Spark 3.0.1: Connect to HBase 2.4.1
Spark doesn't include built-in HBase connectors. We can use HBase Spark connector or other third party connectors to connect to HBase in Spark.
Prerequisites
If you don't have Spark or HBase available to use, you can follow these articles to configure them.
Spark
Apache Spark 3.0.1 Installation on Linux or WSL Guide
HBase
Install HBase in WSL - Pseudo-Distributed Mode
Prepare HBase table with data
Run the following commands in HBase shell to prepare a sample table that will be used in the following sections.

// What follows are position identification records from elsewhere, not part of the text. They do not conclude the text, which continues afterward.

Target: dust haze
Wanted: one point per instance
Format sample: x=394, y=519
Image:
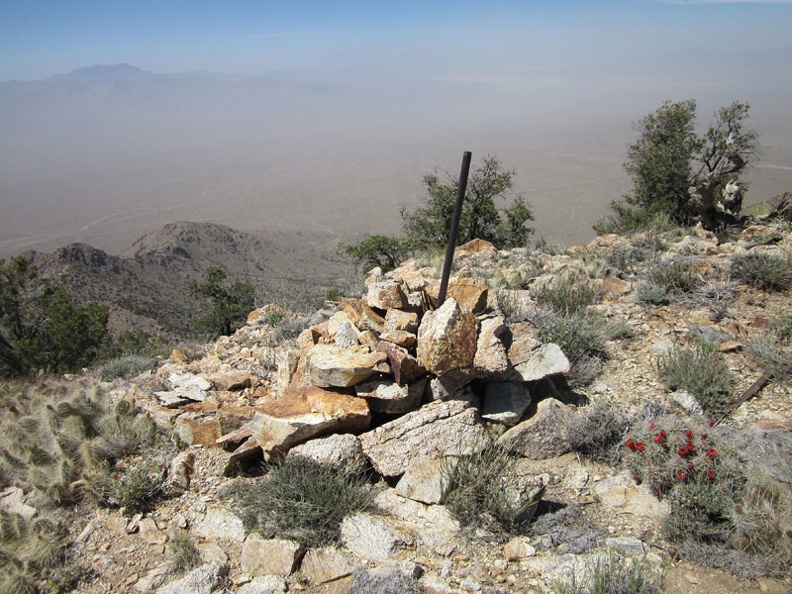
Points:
x=104, y=155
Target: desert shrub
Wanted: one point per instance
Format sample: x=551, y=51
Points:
x=476, y=492
x=676, y=275
x=769, y=272
x=137, y=488
x=333, y=294
x=182, y=552
x=581, y=336
x=653, y=293
x=715, y=296
x=568, y=295
x=29, y=551
x=762, y=522
x=384, y=582
x=302, y=500
x=613, y=574
x=597, y=430
x=772, y=357
x=702, y=371
x=124, y=367
x=722, y=514
x=782, y=328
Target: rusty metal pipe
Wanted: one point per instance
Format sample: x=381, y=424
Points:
x=452, y=236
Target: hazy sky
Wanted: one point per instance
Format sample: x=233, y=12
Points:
x=552, y=87
x=463, y=39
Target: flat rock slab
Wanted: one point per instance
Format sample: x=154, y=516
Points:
x=269, y=556
x=389, y=397
x=450, y=428
x=546, y=360
x=447, y=338
x=339, y=451
x=372, y=538
x=205, y=579
x=331, y=365
x=327, y=564
x=307, y=413
x=542, y=436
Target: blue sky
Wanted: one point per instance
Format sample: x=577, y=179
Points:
x=42, y=38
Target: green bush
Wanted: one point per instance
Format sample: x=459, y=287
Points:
x=581, y=336
x=568, y=295
x=597, y=431
x=782, y=328
x=676, y=275
x=684, y=463
x=183, y=554
x=139, y=486
x=769, y=272
x=302, y=500
x=703, y=372
x=762, y=522
x=653, y=293
x=612, y=574
x=772, y=357
x=124, y=367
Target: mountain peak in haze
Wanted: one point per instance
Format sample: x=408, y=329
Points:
x=106, y=73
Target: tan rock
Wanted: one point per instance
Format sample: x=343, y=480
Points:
x=400, y=338
x=327, y=564
x=405, y=368
x=447, y=338
x=518, y=548
x=405, y=321
x=233, y=380
x=385, y=396
x=470, y=294
x=150, y=532
x=330, y=365
x=546, y=360
x=450, y=428
x=478, y=247
x=363, y=316
x=269, y=557
x=386, y=295
x=198, y=430
x=303, y=414
x=491, y=357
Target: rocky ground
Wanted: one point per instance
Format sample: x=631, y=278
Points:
x=259, y=394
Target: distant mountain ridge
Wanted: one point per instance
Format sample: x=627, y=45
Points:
x=104, y=73
x=146, y=286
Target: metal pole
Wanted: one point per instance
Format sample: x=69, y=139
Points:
x=454, y=226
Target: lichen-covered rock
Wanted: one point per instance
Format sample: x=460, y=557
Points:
x=301, y=415
x=447, y=338
x=331, y=365
x=542, y=436
x=446, y=428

create 'Person', 'Name', 'Address' put 'Person', '1', 'Name:First', 'Raymond' put 'Person', '1', 'Name:Last', 'Tang' put 'Person', '1', 'Address:Country', 'Australia' put 'Person', '1', 'Address:State', 'VIC' put 'Person', '2', 'Name:First', 'Dnomyar' put 'Person', '2', 'Name:Last', 'Gnat' put 'Person', '2', 'Address:Country', 'USA' put 'Person', '2', 'Address:State', 'CA'
The table returns the following result when scanning:
scan 'Person' ROW COLUMN+CELL 1 column=Address:Country, timestamp=2021-02-05T20:48:42.088, value=Australia 1 column=Address:State, timestamp=2021-02-05T20:48:46.750, value=VIC 1 column=Name:First, timestamp=2021-02-05T20:48:32.544, value=Raymond 1 column=Name:Last, timestamp=2021-02-05T20:48:37.085, value=Tang 2 column=Address:Country, timestamp=2021-02-05T20:49:00.692, value=USA 2 column=Address:State, timestamp=2021-02-05T20:49:04.972, value=CA 2 column=Name:First, timestamp=2021-02-05T20:48:51.653, value=Dnomyar 2 column=Name:Last, timestamp=2021-02-05T20:48:56.665, value=Gnat 2 row(s)

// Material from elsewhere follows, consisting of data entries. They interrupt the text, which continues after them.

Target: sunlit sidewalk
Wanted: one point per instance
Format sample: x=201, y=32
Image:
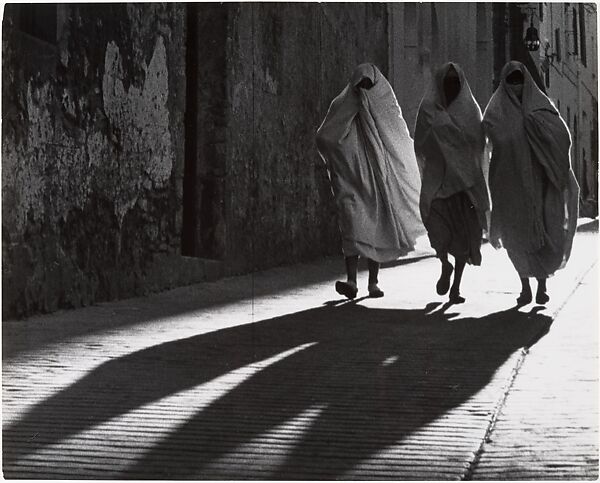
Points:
x=272, y=376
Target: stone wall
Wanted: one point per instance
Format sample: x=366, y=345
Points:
x=138, y=133
x=92, y=153
x=286, y=62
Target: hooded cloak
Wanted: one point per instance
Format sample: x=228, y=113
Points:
x=365, y=143
x=450, y=145
x=534, y=191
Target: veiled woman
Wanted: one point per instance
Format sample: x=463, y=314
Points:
x=374, y=176
x=449, y=144
x=534, y=191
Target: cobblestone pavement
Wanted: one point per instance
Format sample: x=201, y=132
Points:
x=213, y=382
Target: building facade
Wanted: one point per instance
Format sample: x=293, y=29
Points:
x=424, y=36
x=146, y=146
x=567, y=61
x=565, y=68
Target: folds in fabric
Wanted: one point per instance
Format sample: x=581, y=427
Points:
x=374, y=176
x=534, y=192
x=450, y=144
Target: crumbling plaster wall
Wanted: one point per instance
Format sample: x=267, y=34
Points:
x=92, y=155
x=286, y=63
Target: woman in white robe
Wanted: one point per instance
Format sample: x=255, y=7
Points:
x=449, y=144
x=534, y=191
x=374, y=176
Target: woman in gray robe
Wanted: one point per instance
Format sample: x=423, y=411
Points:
x=534, y=191
x=368, y=151
x=449, y=144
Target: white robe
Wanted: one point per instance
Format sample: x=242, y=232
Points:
x=374, y=176
x=534, y=191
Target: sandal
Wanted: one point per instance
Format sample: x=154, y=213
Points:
x=346, y=289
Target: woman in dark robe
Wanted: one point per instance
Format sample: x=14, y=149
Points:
x=368, y=151
x=449, y=144
x=534, y=191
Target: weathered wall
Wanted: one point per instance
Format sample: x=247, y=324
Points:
x=286, y=62
x=92, y=154
x=427, y=35
x=152, y=130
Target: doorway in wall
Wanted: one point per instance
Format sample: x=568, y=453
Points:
x=203, y=229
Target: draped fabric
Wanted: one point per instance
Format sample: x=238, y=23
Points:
x=534, y=191
x=450, y=145
x=369, y=155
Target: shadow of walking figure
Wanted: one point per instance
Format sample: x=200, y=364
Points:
x=371, y=377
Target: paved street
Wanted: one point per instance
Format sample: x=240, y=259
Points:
x=273, y=376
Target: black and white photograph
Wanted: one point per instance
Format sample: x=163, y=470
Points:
x=300, y=241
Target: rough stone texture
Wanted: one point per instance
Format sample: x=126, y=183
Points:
x=92, y=153
x=98, y=137
x=286, y=62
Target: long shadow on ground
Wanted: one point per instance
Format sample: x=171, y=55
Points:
x=33, y=333
x=377, y=375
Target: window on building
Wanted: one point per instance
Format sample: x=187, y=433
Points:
x=575, y=33
x=39, y=20
x=583, y=42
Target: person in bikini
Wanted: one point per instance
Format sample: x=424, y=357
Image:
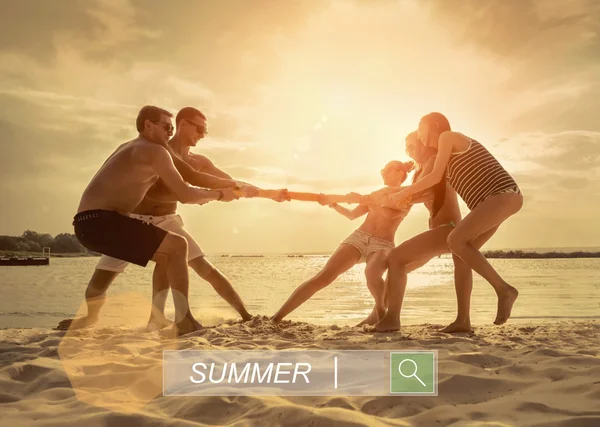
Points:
x=491, y=194
x=370, y=243
x=444, y=214
x=159, y=207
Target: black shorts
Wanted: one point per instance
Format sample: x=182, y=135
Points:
x=118, y=236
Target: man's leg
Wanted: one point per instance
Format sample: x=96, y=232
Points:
x=374, y=270
x=95, y=296
x=160, y=291
x=172, y=253
x=221, y=285
x=342, y=260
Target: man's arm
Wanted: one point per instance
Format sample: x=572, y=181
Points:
x=203, y=164
x=164, y=166
x=200, y=179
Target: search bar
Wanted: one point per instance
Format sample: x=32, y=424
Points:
x=297, y=373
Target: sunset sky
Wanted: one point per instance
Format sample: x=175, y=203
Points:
x=307, y=95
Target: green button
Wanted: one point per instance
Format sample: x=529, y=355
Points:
x=413, y=372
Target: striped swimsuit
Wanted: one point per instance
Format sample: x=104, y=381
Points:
x=476, y=175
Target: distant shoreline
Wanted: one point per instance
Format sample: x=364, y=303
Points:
x=10, y=254
x=493, y=254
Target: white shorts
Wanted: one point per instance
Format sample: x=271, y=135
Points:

Build HBase Spark connector
We need to build HBase Spark Connector for Spark 3.0.1 as it is not published on Maven repository.
Refer to official repo hbase-connectors/spark at master · apache/hbase-connectors for more details.
1) Clone the repository using the following command:
git clone https://github.com/apache/hbase-connectors.git
2) Install Maven if it is not available on your WSL:
3) Change directory to the clone repo:
cd hbase-connectors/4) Build the project using the following command:
mvn -Dspark.version=3.0.1 -Dscala.version=2.12.10 -Dscala.binary.version=2.12 -Dhbase.version=2.2.4 -Dhadoop.profile=3.0 -Dhadoop-three.version=3.2.0 -DskipTests -Dcheckstyle.skip -U clean package
The version arguments need to match with your Hadoop, Spark and HBase versions.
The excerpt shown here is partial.